PRESERVANDO A NOSSA HISTÓRIA

Retratos de obras restauradas e o reaproveitamento de esquadrias e outros itens



“Havia uma perspectiva pessimista sobre o restauro devido ao avançado estado de degradação do imóvel, abandonado há duas décadas. Entretanto, após início da limpeza e desobstrução dos ambientes descobrimos um cenário enriquecedor e passível de se restaurar”, conta Fabiula Domingues, arquiteta e urbanista e sócia do escritório Contemporânea Paulista, sobre a situação da estação ferroviária Campo Grande, na Vila de Paranapiacaba, região metropolitana de São Paulo.

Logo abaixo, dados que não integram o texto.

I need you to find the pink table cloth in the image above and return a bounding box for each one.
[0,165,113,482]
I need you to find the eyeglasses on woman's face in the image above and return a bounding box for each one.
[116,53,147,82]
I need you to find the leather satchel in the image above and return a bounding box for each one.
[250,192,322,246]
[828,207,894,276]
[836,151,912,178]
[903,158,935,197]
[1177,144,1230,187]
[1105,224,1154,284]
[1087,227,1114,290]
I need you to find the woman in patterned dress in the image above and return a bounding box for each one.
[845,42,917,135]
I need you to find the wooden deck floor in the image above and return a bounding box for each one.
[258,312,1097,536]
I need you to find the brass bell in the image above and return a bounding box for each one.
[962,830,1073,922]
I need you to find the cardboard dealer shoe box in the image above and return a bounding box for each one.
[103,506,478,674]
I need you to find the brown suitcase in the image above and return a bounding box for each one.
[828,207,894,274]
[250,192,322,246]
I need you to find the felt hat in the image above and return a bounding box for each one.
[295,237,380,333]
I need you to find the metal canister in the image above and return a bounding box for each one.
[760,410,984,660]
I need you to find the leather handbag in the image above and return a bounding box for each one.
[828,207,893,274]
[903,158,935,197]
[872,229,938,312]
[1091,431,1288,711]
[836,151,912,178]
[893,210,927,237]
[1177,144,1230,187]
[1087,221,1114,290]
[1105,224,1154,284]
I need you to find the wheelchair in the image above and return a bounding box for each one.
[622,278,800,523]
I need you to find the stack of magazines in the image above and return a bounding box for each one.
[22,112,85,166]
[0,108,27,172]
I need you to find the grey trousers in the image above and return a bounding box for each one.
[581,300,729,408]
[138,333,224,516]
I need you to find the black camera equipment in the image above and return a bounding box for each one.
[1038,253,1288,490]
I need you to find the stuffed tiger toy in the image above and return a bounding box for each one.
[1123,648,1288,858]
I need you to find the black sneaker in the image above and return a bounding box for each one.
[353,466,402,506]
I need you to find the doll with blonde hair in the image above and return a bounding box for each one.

O local foi inaugurado em 1889, o prédio atual é de 1929 e pertenceu à São Paulo Railway (SPR). Mas foram as obras de restauro da vila histórica de Paranapiacaba e da estação que mudaram o destino da construção, que estava perto de desabar.


“O reaproveitamento das telhas antigas, não só se tornou possível como foi imprescindível para fazer o telhamento de uma água da cobertura original da estação”, destaca Cristina Machado, arquiteta e urbanista e sócia do escritório Contemporânea Paulista.


Divulgação: Contemporânea Paulista


O projeto, iniciado em janeiro de 2020 e com conclusão prevista ainda para este ano, é coordenado pelo escritório de arquitetura e urbanismo Contemporânea Paulista, especializado em restauração de patrimônio histórico e cultural. A obra está orçada em R$ 1,7 milhão e está sendo patrocinada pela MRS Logística, concessionária que administra o trecho ferroviário e que depois utilizará a estação como espaço operacional.


Para saber mais detalhes sobre a importância deste trabalho de restauração e sobre a preservação e reaproveitamento das esquadrias, a equipe Contramarco entrevistou as arquitetas e urbanistas do escritório Contemporânea Paulista Cristina Machado e Fabiula Domingues.



A formação de Cristina inclui graduação em arquitetura e urbanismo na Universidade Paulista, com especializações em Landscape Urbano na Universidade ESALQ, restauro do patrimônio histórico arquitetônico e urbanístico na UniSantos e especialização em obras de arte sacra no Museu de Arte Sacra SP.


Já Fabiula possui grande experiência na área de arquitetura e urbanismo, com ênfase em patrimônio histórico. Sua formação inclui graduação em arquitetura e urbanismo na Universidade São Marcos, UNIMARCO; MBA em bens culturais na Fundação Getúlio Vargas, FGV; extensão universitária em arquitetura e urbanismo na Universidade de São Paulo, USP; e curso de Restauro de Arquitetura no Centro Técnico Templo da Arte, CTTA.


Contramarco: Qual a importância de se restaurar ou recuperar para nova utilização prédios antigos, centenários e de importância histórica?


Cristina Machado: Antes de responder sobre a importância de se restaurar, vale esclarecer que restauro é uma ação interventiva invasiva e somente deve ser adotada quando há falta de conservação do patrimônio histórico, seja ele um quadro de Leonardo da Vinci ou um edifício de Oscar Niemeyer.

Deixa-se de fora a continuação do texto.